Ay, Dios mío. Lo que me faltaba. Tengo el pelo hecho un asco. No me he maquillado. Estoy en bata y zapatillas. Me huele el aliento a arroz amarillo con pollo. ¿Por qué me hace estas cosas? No quiero escenas. Lo único que quiero es tumbarme con mi arroz con pollo y mis pasteles y mi café con leche. Necesito a alguien que me dé un masaje en los pies, sabes, pero no a Juan. Necesito un hombre hombre, mi'ja. ¿Tan difícil es? No voy a abrirle la puerta cuando venga. Y punto.

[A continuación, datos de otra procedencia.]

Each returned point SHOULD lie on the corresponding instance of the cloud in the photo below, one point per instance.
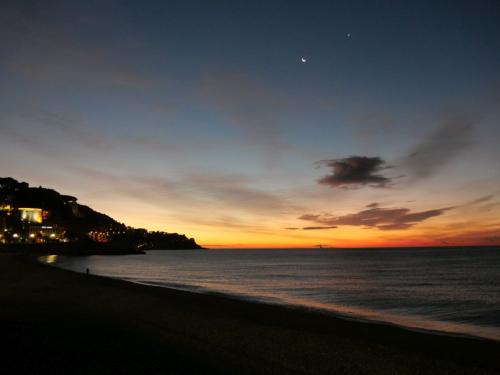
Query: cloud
(441, 146)
(44, 52)
(319, 228)
(380, 218)
(355, 172)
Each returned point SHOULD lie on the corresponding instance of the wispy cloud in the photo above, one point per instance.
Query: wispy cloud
(48, 54)
(440, 147)
(375, 217)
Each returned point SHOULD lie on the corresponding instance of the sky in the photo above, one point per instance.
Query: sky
(199, 117)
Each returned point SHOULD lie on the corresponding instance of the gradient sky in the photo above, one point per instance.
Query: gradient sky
(198, 117)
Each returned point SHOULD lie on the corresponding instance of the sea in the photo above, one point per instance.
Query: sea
(454, 291)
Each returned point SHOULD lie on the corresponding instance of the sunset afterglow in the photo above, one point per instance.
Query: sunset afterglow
(331, 127)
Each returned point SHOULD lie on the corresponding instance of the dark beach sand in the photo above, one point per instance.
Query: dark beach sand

Por fin encuentro una película en blanco y negro en el canal de cine romántico, una de Ingrid Bergman. Pongo el mando en la mesita de cristal; una base blanca esculpida imitando columnas romanas. Hasta la mesita me recuerda a Juan. Su madre tiene una exacta en su casa en Spanish Harlem. ¿Por qué será que todo lo que he hecho hoy me recuerda a él? Fui a la peluquería y había un hombre con gafas y perilla parecido a Juan esperando para cortarse el pelo. En el restaurante de comida para llevar sonaba Michael Stuart, su cantante de salsa preferido. Cada detalle. Hoy todo me recuerda al hombre más pobre del universo.
Llaman a la puerta. Todavía no he cambiado el timbre, que suena como una gacela moribunda y me pone los pelos de punta. No llama una vez, además, sino como mil veces seguidas. Y otra vez, y otra vez, y otra vez. Lo malo de esta casa es que el timbre suena en mi parte y en la de mi inquilino. Así que al cabo de un momento han dejado de llamar y se oye a mi inquilino bajar la escalera estruendosamente para ver quién está en la entrada.
Me ato bien la bata, abro la puerta y salgo al rellano de la escalera, donde me encuentro a mi inquilino como Dios lo trajo al mundo, excepto por una vieja toalla blanca que lleva en la cintura, de pie, con la puerta abierta, maldiciendo a Juan.